Frequently Asked Questions
Why is Perplexity moving away from MCP?
Perplexity CTO Denis Yarats announced at the Ask 2026 conference that the company is abandoning MCP internally due to context overhead from tool definitions consuming working memory and authentication friction from MCP’s decentralized auth model. They replaced it with a direct Agent API endpoint.
How much context do MCP tools consume?
MCP tool definitions consume significant context window space. A MySQL MCP server with 106 tools uses roughly 54,600 tokens. Five MCP servers with 30 tools each can consume 30,000 to 60,000 tokens (25-30% of a context window) just for metadata, before the agent processes any user query.
What is Cloudflare’s Code Mode alternative to MCP?
Cloudflare’s Code Mode replaces individual MCP tool-calling with code generation.
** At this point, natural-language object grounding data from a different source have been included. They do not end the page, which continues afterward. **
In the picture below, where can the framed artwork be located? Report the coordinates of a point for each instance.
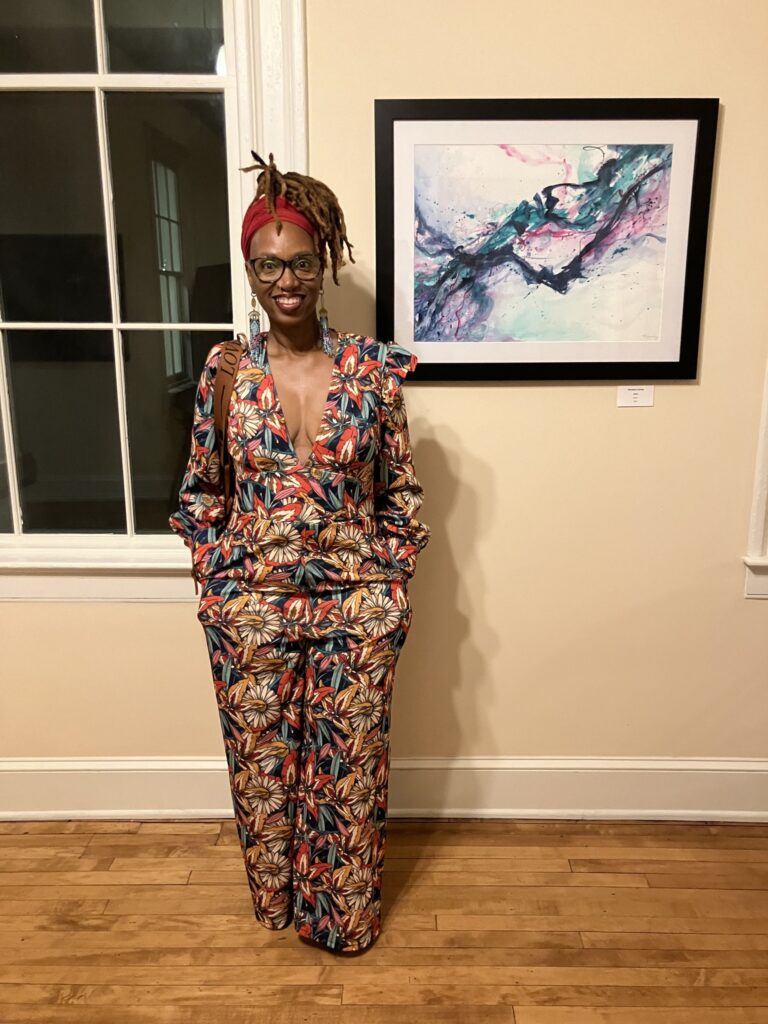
(544, 239)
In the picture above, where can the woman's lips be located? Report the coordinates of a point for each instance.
(288, 303)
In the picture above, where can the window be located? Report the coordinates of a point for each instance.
(119, 230)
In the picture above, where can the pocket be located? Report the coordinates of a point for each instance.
(370, 614)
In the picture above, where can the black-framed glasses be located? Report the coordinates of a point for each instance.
(270, 268)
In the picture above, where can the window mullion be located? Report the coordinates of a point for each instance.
(10, 448)
(98, 25)
(117, 337)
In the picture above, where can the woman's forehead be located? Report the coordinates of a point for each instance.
(292, 240)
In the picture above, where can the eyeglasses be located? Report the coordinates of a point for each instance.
(270, 268)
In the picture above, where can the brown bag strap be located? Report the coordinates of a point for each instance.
(222, 389)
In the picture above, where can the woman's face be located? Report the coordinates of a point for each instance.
(279, 298)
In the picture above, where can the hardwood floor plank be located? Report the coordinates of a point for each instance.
(369, 993)
(422, 876)
(264, 993)
(648, 1015)
(254, 1014)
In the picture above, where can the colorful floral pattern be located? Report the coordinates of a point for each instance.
(305, 715)
(305, 609)
(348, 514)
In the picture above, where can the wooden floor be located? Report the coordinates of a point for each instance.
(523, 922)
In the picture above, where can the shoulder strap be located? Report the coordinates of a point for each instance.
(222, 389)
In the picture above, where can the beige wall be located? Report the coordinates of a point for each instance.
(583, 591)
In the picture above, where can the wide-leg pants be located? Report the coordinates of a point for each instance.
(303, 684)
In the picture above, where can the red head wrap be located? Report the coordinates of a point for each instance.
(257, 215)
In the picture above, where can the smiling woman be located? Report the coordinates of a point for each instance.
(304, 600)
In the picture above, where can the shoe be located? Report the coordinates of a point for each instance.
(328, 949)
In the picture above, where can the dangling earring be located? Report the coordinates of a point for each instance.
(328, 345)
(254, 322)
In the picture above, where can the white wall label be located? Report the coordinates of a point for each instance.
(635, 394)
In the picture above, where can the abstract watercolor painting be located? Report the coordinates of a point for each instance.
(544, 238)
(522, 243)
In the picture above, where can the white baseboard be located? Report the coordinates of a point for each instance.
(637, 788)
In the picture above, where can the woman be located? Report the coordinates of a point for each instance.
(304, 589)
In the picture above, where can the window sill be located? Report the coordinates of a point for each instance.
(94, 567)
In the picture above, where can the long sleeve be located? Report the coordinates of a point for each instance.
(397, 493)
(201, 513)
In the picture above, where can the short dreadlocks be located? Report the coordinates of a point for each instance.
(314, 200)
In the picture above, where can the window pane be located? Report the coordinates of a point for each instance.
(64, 402)
(184, 133)
(165, 36)
(160, 393)
(47, 36)
(52, 244)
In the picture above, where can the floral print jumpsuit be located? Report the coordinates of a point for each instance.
(305, 609)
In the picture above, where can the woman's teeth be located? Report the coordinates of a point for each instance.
(287, 303)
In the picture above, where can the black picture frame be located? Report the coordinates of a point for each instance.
(685, 128)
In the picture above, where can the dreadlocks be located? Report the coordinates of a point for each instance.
(313, 199)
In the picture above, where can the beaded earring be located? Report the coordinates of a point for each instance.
(254, 322)
(328, 345)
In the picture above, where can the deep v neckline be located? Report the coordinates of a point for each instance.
(279, 404)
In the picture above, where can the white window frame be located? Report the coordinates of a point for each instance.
(756, 560)
(265, 108)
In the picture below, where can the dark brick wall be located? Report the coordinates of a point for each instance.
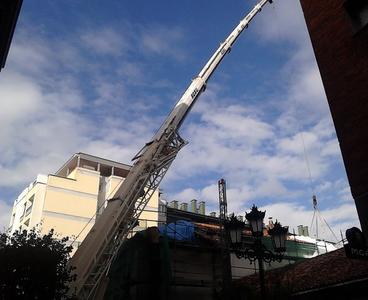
(342, 57)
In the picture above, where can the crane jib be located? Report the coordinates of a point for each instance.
(96, 253)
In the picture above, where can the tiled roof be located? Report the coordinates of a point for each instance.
(322, 271)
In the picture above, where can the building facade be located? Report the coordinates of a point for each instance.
(70, 200)
(339, 33)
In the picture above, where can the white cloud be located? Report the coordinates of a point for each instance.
(106, 41)
(162, 41)
(293, 214)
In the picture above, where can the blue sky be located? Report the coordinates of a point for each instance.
(100, 78)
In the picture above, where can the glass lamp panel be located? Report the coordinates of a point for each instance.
(235, 236)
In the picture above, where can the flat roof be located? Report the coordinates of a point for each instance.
(87, 159)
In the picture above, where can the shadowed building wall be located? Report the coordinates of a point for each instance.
(339, 33)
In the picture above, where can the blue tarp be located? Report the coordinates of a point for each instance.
(180, 230)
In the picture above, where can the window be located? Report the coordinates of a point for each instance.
(30, 205)
(358, 12)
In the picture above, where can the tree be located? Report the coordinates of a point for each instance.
(34, 266)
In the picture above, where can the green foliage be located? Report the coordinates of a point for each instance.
(34, 266)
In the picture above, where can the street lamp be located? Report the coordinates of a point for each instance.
(257, 251)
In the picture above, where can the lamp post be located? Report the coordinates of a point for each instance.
(257, 251)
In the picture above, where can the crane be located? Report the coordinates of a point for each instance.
(96, 253)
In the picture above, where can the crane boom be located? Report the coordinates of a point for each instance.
(97, 251)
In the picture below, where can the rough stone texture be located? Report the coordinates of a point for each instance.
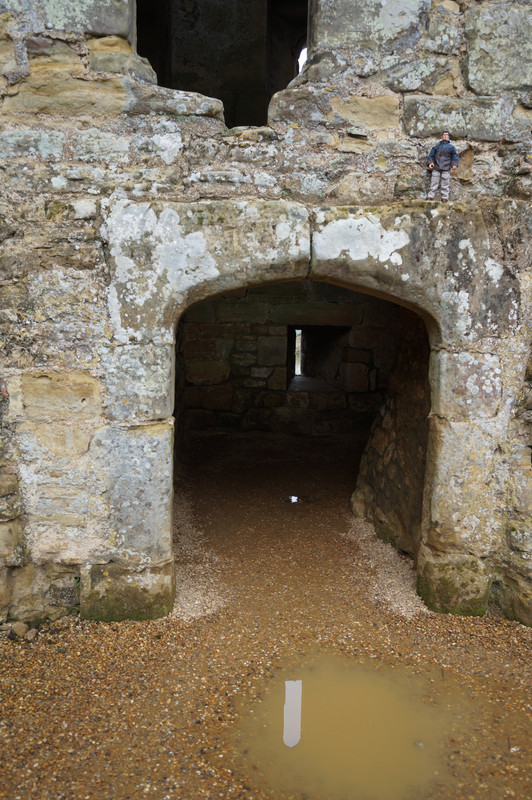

Instead of representing 2,500+ API endpoints as separate tools (1.17 million tokens), agents get two tools that accept JavaScript code, consuming roughly 1,000 tokens total. This achieves a 99.9% reduction in token usage.
Is the MCP protocol dead?
MCP is not dead but is facing serious criticism. It still has 97 million monthly SDK downloads and 10,000+ servers. However, high-profile departures from Perplexity, Cloudflare, and others suggest the protocol may survive primarily as enterprise HTTP infrastructure rather than as a general-purpose tool integration layer.
What are the main security vulnerabilities in MCP?
MCP has structural security issues including no enforced authentication (opt-in only), session IDs leaked in URLs, dynamic tool manipulation enabling rug pull attacks, shared context enabling cross-tool poisoning, and no risk categorization between read-only and destructive tools. Three CVEs in Anthropic’s own Git MCP server demonstrated these risks in practice.